Specifically, the bill defines “occupational diseases due to toxic exposure” to include only mesothelioma, asbestosis, coal worker’s pneumonconiosis (or “black lunch disease”), berylliosis, brochiolitis obliterans, silicosis, silicotuberculosis, manganism, acute myelogenous leukemia and myelodysplastic syndrome.
The proposed legislation would cap an employer’s responsibility to compensate employees affected with the defined “occupational disease due to toxic exposure” in most cases at 200 percent of the state’s average weekly wage for 100 weeks. Mesothelioma victim compensation would be capped at 300 percent of the state’s average weekly wage for 191 weeks.
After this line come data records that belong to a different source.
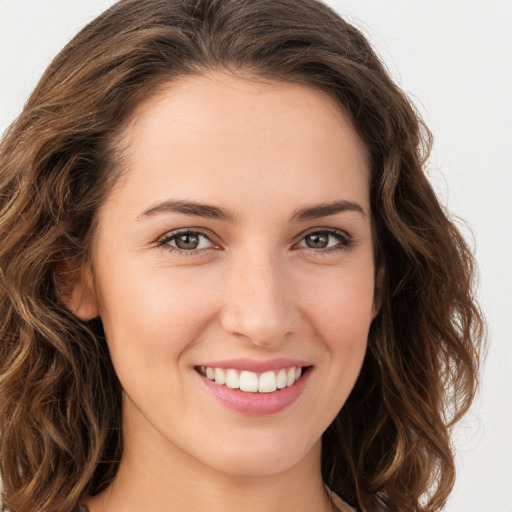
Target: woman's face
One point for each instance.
(237, 246)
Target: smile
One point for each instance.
(252, 382)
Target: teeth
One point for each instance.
(220, 376)
(251, 382)
(267, 382)
(281, 379)
(290, 377)
(232, 379)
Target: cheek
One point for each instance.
(341, 306)
(153, 309)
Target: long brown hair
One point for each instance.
(60, 401)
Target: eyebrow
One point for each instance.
(196, 209)
(188, 208)
(326, 209)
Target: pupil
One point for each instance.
(317, 241)
(187, 241)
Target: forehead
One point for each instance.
(219, 133)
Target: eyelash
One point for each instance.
(344, 240)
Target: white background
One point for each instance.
(454, 57)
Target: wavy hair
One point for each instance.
(60, 401)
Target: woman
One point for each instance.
(225, 280)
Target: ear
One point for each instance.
(378, 292)
(75, 289)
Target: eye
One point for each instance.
(186, 241)
(326, 239)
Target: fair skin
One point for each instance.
(262, 276)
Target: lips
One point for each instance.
(253, 382)
(255, 388)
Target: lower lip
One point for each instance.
(257, 404)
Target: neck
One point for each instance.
(156, 475)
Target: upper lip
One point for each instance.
(256, 366)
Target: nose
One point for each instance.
(259, 302)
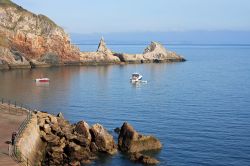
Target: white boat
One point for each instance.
(136, 77)
(42, 80)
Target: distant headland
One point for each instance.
(28, 40)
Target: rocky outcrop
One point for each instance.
(103, 140)
(154, 53)
(103, 55)
(75, 143)
(145, 159)
(28, 39)
(131, 141)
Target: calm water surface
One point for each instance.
(199, 109)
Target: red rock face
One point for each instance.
(33, 36)
(36, 46)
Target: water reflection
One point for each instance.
(42, 84)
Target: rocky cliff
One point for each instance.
(27, 38)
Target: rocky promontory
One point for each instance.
(29, 40)
(103, 55)
(154, 53)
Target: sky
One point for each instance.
(108, 16)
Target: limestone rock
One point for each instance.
(60, 115)
(103, 140)
(130, 58)
(130, 141)
(156, 52)
(138, 157)
(102, 48)
(103, 55)
(83, 129)
(26, 37)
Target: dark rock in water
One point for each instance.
(130, 141)
(60, 115)
(117, 130)
(81, 140)
(83, 129)
(103, 140)
(138, 157)
(93, 147)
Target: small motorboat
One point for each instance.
(42, 80)
(136, 77)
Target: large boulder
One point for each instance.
(130, 58)
(156, 52)
(103, 55)
(145, 159)
(130, 141)
(83, 129)
(102, 139)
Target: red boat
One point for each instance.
(42, 80)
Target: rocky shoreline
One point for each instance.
(28, 40)
(81, 144)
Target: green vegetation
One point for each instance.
(46, 19)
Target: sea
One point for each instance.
(198, 109)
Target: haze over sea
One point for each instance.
(198, 109)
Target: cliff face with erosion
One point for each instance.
(29, 38)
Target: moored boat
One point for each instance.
(136, 77)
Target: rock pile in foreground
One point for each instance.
(80, 144)
(73, 144)
(130, 141)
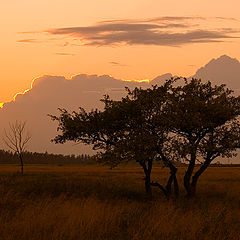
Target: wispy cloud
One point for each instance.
(160, 31)
(65, 54)
(29, 41)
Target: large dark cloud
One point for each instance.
(163, 31)
(51, 92)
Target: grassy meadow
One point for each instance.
(94, 202)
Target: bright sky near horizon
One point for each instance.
(137, 39)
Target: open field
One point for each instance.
(93, 202)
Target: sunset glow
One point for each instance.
(112, 38)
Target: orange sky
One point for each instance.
(25, 56)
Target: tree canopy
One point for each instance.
(182, 120)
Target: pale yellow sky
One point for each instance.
(25, 56)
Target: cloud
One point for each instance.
(47, 93)
(160, 31)
(29, 41)
(117, 64)
(65, 54)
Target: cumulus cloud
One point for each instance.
(29, 41)
(161, 31)
(48, 93)
(66, 54)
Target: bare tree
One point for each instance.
(16, 139)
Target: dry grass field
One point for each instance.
(93, 202)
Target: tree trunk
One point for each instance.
(148, 187)
(188, 175)
(147, 170)
(21, 161)
(196, 176)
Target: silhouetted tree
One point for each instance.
(16, 139)
(204, 119)
(129, 129)
(189, 120)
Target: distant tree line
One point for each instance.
(8, 157)
(181, 121)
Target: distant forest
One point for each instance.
(7, 157)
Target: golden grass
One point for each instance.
(80, 202)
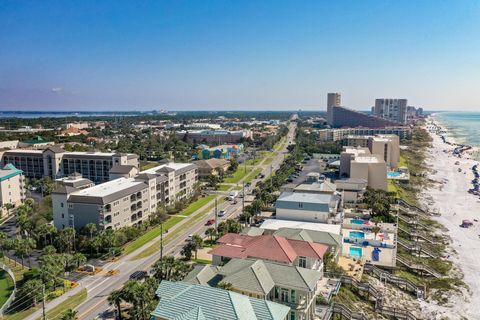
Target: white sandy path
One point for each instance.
(455, 204)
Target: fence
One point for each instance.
(12, 296)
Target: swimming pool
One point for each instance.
(357, 221)
(393, 174)
(355, 252)
(357, 234)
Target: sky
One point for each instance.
(237, 55)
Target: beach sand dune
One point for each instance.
(451, 199)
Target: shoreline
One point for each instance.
(451, 171)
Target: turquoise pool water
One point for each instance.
(355, 252)
(393, 174)
(357, 221)
(357, 234)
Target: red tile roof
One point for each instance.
(268, 247)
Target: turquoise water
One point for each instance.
(463, 127)
(357, 234)
(355, 252)
(393, 174)
(357, 221)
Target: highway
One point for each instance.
(99, 286)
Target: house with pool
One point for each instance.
(361, 242)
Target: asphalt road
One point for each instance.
(99, 287)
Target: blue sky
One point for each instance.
(259, 55)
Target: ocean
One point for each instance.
(463, 127)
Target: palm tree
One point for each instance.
(79, 258)
(69, 314)
(116, 298)
(376, 229)
(198, 242)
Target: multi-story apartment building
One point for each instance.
(12, 187)
(388, 146)
(391, 109)
(214, 136)
(54, 162)
(123, 201)
(342, 134)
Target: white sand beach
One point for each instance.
(451, 199)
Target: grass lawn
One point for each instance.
(155, 246)
(194, 206)
(252, 175)
(70, 303)
(6, 286)
(155, 232)
(150, 235)
(145, 165)
(20, 315)
(237, 175)
(17, 268)
(268, 161)
(223, 187)
(202, 261)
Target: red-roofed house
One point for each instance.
(305, 254)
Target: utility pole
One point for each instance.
(161, 241)
(216, 215)
(44, 315)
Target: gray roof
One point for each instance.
(261, 276)
(63, 189)
(205, 274)
(321, 237)
(122, 169)
(75, 198)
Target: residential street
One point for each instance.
(99, 286)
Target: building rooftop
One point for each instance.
(269, 247)
(9, 171)
(185, 301)
(276, 224)
(108, 191)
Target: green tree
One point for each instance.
(69, 314)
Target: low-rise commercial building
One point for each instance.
(361, 242)
(124, 201)
(182, 300)
(306, 206)
(292, 286)
(214, 136)
(54, 162)
(12, 188)
(211, 167)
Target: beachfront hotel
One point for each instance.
(54, 162)
(12, 188)
(124, 201)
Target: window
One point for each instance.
(302, 262)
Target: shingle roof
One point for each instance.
(268, 247)
(184, 301)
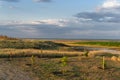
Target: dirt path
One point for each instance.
(9, 71)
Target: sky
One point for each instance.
(70, 19)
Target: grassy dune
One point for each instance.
(56, 60)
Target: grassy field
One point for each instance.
(76, 68)
(56, 60)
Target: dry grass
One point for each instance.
(36, 52)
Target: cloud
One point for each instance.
(108, 12)
(10, 0)
(73, 29)
(42, 0)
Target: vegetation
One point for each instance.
(100, 43)
(21, 44)
(4, 37)
(49, 60)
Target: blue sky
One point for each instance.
(78, 19)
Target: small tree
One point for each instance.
(64, 62)
(103, 63)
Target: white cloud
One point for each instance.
(111, 4)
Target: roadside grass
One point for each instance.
(6, 53)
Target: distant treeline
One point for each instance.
(4, 37)
(102, 43)
(21, 44)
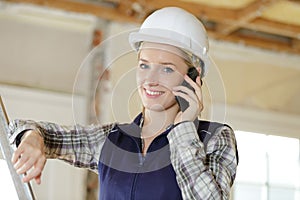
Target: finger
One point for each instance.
(26, 166)
(32, 174)
(20, 163)
(17, 154)
(185, 90)
(186, 96)
(38, 179)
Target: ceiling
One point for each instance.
(268, 24)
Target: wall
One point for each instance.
(59, 180)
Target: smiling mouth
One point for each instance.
(153, 93)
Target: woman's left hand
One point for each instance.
(194, 99)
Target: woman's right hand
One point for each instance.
(29, 158)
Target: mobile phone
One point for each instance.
(192, 73)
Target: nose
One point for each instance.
(152, 77)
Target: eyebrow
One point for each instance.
(162, 63)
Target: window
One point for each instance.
(269, 167)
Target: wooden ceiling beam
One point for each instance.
(81, 7)
(216, 15)
(273, 27)
(244, 16)
(279, 46)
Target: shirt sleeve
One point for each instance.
(78, 145)
(203, 174)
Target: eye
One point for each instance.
(168, 70)
(144, 66)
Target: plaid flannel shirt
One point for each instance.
(201, 174)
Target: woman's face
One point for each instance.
(160, 68)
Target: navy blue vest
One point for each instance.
(124, 174)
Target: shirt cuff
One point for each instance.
(18, 128)
(183, 135)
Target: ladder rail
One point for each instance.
(24, 190)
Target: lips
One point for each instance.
(152, 93)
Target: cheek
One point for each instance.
(170, 82)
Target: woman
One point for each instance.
(165, 153)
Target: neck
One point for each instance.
(157, 121)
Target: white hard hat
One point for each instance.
(177, 27)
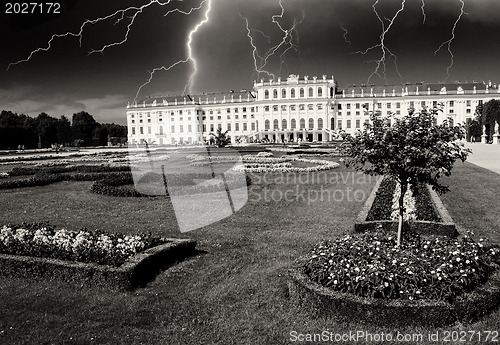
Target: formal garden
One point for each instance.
(324, 246)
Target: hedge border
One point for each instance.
(137, 271)
(444, 228)
(320, 301)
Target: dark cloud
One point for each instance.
(224, 53)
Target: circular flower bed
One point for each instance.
(370, 265)
(42, 240)
(429, 282)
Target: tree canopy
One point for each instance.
(412, 150)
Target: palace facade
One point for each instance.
(295, 109)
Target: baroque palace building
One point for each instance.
(295, 109)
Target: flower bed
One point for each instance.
(428, 215)
(264, 163)
(135, 270)
(42, 240)
(43, 179)
(428, 282)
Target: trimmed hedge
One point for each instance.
(135, 272)
(378, 206)
(342, 307)
(179, 184)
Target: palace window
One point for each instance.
(320, 123)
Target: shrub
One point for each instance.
(433, 268)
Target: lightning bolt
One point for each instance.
(345, 35)
(121, 13)
(423, 11)
(132, 13)
(190, 49)
(381, 68)
(255, 53)
(289, 41)
(157, 69)
(448, 42)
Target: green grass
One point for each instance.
(234, 292)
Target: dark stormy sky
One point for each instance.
(65, 79)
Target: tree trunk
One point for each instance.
(404, 187)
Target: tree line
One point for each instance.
(486, 116)
(44, 131)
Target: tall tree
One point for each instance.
(412, 151)
(64, 133)
(46, 129)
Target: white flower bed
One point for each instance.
(265, 154)
(264, 164)
(408, 204)
(79, 243)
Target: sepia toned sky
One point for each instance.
(328, 36)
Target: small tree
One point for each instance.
(221, 138)
(412, 151)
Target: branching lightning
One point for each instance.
(345, 35)
(289, 41)
(190, 49)
(121, 13)
(131, 13)
(381, 67)
(448, 42)
(424, 16)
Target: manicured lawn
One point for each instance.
(235, 290)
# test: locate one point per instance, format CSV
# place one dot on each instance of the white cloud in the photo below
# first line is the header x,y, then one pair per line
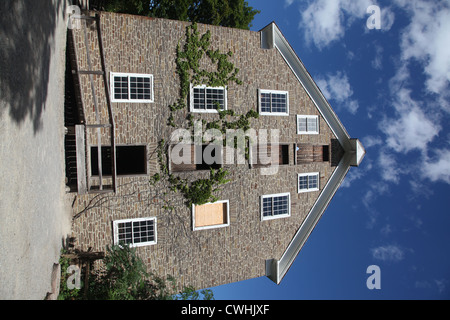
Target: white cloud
x,y
322,22
389,168
389,253
412,130
287,3
425,39
439,168
337,87
371,141
325,21
377,62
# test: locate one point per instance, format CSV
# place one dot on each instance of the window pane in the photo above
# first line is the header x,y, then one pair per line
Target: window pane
x,y
267,207
280,205
143,231
313,182
265,102
278,102
302,124
120,87
140,88
312,124
215,98
125,232
199,98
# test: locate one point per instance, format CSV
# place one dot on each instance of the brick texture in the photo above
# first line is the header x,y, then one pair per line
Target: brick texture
x,y
210,257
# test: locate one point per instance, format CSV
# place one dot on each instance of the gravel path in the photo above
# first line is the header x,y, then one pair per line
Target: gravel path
x,y
34,209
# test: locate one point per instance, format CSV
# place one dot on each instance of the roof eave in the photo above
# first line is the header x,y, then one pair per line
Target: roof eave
x,y
271,37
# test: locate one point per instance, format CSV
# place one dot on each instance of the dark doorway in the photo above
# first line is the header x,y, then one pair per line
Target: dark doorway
x,y
130,160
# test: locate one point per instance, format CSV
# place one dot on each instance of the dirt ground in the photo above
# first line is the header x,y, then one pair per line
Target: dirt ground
x,y
34,208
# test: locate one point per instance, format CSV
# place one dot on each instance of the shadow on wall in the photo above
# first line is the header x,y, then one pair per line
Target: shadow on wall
x,y
27,30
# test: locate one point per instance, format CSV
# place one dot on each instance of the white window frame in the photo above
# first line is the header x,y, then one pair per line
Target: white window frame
x,y
191,98
308,118
265,113
141,244
286,215
139,75
194,228
308,189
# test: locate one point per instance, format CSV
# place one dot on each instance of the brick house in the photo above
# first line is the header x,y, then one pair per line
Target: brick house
x,y
124,77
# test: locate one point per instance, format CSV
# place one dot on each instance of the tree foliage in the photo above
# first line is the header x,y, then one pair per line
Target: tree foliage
x,y
125,278
226,13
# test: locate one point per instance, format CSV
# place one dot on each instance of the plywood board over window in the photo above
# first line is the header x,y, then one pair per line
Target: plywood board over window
x,y
211,215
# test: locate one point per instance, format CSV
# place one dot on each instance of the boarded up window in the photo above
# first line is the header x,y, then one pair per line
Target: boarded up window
x,y
211,215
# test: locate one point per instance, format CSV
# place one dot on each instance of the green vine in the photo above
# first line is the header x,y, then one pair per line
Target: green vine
x,y
188,59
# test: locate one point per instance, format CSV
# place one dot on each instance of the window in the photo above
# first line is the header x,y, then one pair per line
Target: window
x,y
275,206
264,156
307,153
273,102
191,157
135,232
131,87
307,124
130,160
211,215
308,182
207,99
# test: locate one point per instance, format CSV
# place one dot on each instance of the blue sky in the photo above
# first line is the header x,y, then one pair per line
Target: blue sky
x,y
390,88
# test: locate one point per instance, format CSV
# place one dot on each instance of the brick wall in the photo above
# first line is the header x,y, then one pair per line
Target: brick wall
x,y
208,257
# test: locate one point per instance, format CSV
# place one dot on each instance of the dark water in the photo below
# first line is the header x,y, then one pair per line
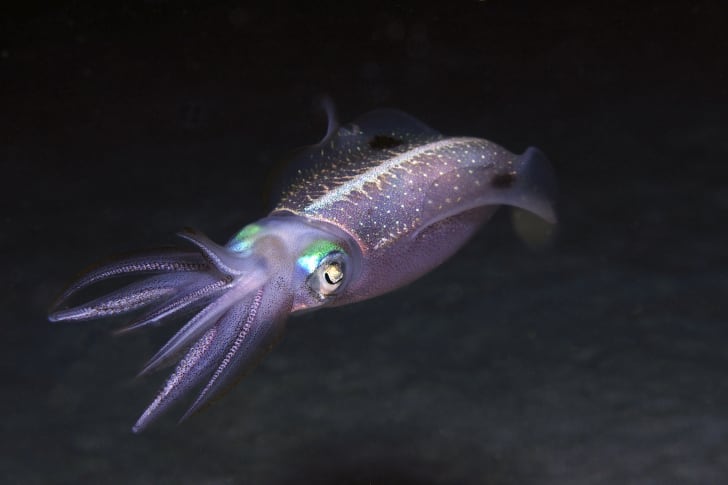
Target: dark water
x,y
599,360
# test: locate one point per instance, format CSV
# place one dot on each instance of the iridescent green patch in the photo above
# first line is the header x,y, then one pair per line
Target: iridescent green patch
x,y
315,252
243,240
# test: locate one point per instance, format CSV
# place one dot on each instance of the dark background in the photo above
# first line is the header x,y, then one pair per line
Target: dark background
x,y
601,359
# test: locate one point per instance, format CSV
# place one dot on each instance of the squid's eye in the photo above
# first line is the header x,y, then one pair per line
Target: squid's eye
x,y
329,275
325,263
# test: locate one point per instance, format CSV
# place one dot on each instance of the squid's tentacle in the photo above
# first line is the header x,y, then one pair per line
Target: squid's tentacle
x,y
206,317
170,261
197,364
191,296
262,328
124,300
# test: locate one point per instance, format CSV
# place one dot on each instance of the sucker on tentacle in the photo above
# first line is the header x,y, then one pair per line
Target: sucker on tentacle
x,y
386,199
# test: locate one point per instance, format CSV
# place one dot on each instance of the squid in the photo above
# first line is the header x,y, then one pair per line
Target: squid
x,y
381,201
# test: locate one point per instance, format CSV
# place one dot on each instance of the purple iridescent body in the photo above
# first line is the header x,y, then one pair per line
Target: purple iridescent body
x,y
383,201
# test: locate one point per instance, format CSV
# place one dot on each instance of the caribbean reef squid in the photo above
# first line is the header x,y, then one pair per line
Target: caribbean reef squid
x,y
383,200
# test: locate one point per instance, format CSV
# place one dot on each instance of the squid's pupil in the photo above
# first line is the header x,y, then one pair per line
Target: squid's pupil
x,y
328,278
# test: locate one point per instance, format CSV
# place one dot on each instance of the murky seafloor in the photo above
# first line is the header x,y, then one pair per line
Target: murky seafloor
x,y
599,359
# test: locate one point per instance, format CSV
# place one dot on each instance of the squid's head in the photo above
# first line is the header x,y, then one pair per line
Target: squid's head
x,y
239,296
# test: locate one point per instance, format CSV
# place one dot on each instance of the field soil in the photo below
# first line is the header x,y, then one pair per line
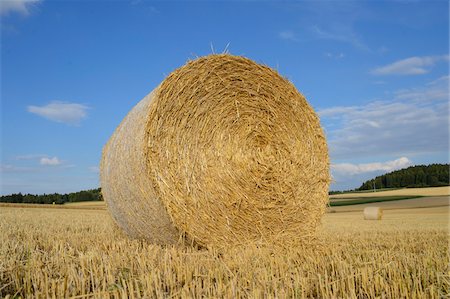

According to the Minnesota Department of Labor, Division of Workers’ Compensation, the State Average Weekly Wage (SAWW) used to determine maximum workers’ compensation benefits for the fiscal year beginning July 1, 2012 and ending June 30, 2013 is $788.33. Information online establishes maximum weekly benefit rates for injury and illness and states “the actual weekly wage necessary to attain the maximum benefit rate is $1241.63 for Death, Temporary Total Disability and Permanent Total Disability and $650.34 for Permanent Partial Disability.”
The bill was referred to the House Rules Committee on March 27, 2013. Governor Jay Nixon, who has vetoed similar bills that seek to limit workers’ rights to seek civil justice in on-the-job injury cases, is expected to sign this bill if it passes the House and Senate.